Hauser ist Europäerin des Jahres 2011

"Dass es heute in afghanischen Kliniken Zimmer mit der Aufschrift ‚Beratungsraum für Patientinnen‘ gibt, ist ein Politikum", sagte Hauser mit Hinweis auf die patriarchalische Gesellschaftsstruktur des Landes.

"Inzwischen jedoch reden sogar die Mullahs öffentlich über Gewalt gegen Frauen."

Öffentlichkeit herzustellen sei die Grundvoraussetzung für die Verfolgung der Täter, so Hauser.
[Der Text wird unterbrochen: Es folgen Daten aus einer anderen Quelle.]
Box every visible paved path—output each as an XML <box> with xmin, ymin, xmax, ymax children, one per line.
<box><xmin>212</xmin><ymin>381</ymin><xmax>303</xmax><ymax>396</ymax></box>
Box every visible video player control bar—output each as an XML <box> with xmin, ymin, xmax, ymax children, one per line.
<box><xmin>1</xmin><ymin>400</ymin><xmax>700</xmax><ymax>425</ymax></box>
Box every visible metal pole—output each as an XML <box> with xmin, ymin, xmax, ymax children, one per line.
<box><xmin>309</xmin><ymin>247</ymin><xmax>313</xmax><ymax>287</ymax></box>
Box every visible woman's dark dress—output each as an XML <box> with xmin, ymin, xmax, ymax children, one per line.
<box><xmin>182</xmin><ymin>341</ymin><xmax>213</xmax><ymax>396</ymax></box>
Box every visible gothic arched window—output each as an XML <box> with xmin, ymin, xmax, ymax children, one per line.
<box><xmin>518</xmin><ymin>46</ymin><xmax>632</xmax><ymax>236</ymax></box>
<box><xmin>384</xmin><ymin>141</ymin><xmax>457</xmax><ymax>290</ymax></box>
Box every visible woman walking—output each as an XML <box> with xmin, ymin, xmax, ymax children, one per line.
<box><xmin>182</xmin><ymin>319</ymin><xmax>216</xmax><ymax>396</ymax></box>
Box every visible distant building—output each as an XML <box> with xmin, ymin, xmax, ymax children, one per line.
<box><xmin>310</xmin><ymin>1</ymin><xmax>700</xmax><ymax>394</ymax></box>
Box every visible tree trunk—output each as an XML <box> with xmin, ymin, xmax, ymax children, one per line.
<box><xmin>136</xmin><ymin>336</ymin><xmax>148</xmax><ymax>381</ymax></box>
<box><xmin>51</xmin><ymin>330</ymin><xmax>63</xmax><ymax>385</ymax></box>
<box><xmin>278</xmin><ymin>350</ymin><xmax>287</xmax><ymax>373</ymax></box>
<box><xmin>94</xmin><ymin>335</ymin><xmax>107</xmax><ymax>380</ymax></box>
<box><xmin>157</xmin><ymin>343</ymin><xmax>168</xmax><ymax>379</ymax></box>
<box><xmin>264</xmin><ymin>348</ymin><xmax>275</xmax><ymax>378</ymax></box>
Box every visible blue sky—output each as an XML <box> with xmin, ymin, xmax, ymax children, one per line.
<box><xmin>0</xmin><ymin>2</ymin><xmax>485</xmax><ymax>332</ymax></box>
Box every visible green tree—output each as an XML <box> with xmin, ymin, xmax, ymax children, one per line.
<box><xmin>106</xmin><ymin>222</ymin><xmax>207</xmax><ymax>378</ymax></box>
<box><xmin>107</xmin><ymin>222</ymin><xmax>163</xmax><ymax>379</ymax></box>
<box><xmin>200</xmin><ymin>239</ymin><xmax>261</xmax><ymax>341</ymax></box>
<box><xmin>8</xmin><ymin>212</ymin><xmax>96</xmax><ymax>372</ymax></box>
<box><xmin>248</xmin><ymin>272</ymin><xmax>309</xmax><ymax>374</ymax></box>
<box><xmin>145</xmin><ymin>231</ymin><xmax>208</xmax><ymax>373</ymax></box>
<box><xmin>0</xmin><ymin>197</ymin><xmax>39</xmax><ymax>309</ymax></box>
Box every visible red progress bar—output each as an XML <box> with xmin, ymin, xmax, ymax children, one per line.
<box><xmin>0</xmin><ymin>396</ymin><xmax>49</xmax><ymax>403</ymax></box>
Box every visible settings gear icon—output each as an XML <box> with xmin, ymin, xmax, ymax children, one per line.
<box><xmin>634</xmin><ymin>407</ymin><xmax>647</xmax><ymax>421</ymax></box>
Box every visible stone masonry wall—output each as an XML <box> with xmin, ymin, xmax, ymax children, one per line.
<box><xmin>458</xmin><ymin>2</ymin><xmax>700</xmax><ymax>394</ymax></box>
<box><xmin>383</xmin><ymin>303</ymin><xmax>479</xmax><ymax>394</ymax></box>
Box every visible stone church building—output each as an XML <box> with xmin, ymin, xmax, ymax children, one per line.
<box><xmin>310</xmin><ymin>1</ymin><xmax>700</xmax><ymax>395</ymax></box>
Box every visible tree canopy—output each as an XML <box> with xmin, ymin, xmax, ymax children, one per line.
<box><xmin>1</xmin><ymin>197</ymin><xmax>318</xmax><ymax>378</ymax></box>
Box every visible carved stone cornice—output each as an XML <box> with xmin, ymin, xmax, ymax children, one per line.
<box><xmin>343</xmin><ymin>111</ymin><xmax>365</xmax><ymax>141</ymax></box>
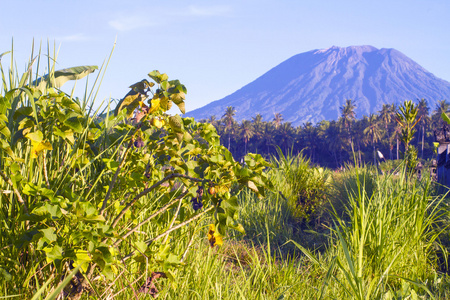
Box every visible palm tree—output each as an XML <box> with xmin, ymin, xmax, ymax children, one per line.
<box><xmin>302</xmin><ymin>122</ymin><xmax>319</xmax><ymax>162</ymax></box>
<box><xmin>340</xmin><ymin>99</ymin><xmax>356</xmax><ymax>150</ymax></box>
<box><xmin>364</xmin><ymin>114</ymin><xmax>382</xmax><ymax>166</ymax></box>
<box><xmin>252</xmin><ymin>114</ymin><xmax>264</xmax><ymax>138</ymax></box>
<box><xmin>324</xmin><ymin>121</ymin><xmax>344</xmax><ymax>167</ymax></box>
<box><xmin>417</xmin><ymin>98</ymin><xmax>430</xmax><ymax>158</ymax></box>
<box><xmin>206</xmin><ymin>115</ymin><xmax>218</xmax><ymax>127</ymax></box>
<box><xmin>275</xmin><ymin>122</ymin><xmax>294</xmax><ymax>153</ymax></box>
<box><xmin>240</xmin><ymin>120</ymin><xmax>255</xmax><ymax>154</ymax></box>
<box><xmin>379</xmin><ymin>104</ymin><xmax>395</xmax><ymax>159</ymax></box>
<box><xmin>261</xmin><ymin>122</ymin><xmax>275</xmax><ymax>156</ymax></box>
<box><xmin>431</xmin><ymin>100</ymin><xmax>450</xmax><ymax>129</ymax></box>
<box><xmin>273</xmin><ymin>113</ymin><xmax>284</xmax><ymax>129</ymax></box>
<box><xmin>222</xmin><ymin>106</ymin><xmax>236</xmax><ymax>150</ymax></box>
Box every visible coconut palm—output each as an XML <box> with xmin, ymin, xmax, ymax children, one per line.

Obwohl viele Opfer bei einer Anklage die Rache ihrer Peiniger fürchten müssten, sei die Bereitschaft, vor Gericht auszusagen, in vielen Ländern gewachsen.

Auch auf andere Erfolge konnte die vom Magazin Reader's Digest zur "Europäerin des Jahres 2011" gekürte Ärztin in ihrem Vortrag verweisen.

So gebe es in Indien mittlerweile lokale Schiedsgerichte, die Fälle von Gewalt gegen Frauen und Mädchen innerhalb der Dorfgemeinschaften verhandelten.

Aufarbeitung erreicht auch die Männer

In Afghanistan habe die Thematisierung der gegen Frauen gerichteten Gewalt zudem viele Männer animiert, erstmals über ihre eigenen Ängste und Traumata angesichts des Jahrzehnte währenden Kriegs zu sprechen.

Mit der UN-Resolution 1325, verabschiedet am 31. Oktober 2000, sollten Frauen und Mädchen in Konfliktsituationen geschützt und ihre Rolle bei Friedensverhandlungen sowie beim Wiederaufbau gestärkt werden.

Die von dem damaligen UN-Generalsekretär Kofi Annan geforderten Nationalen Aktionspläne zur Resolution seien jedoch nur von knapp zwei Dutzend Staaten, darunter zehn EU-Ländern, umgesetzt worden, bemängelt medica mondiale. Deutschland sei nicht darunter.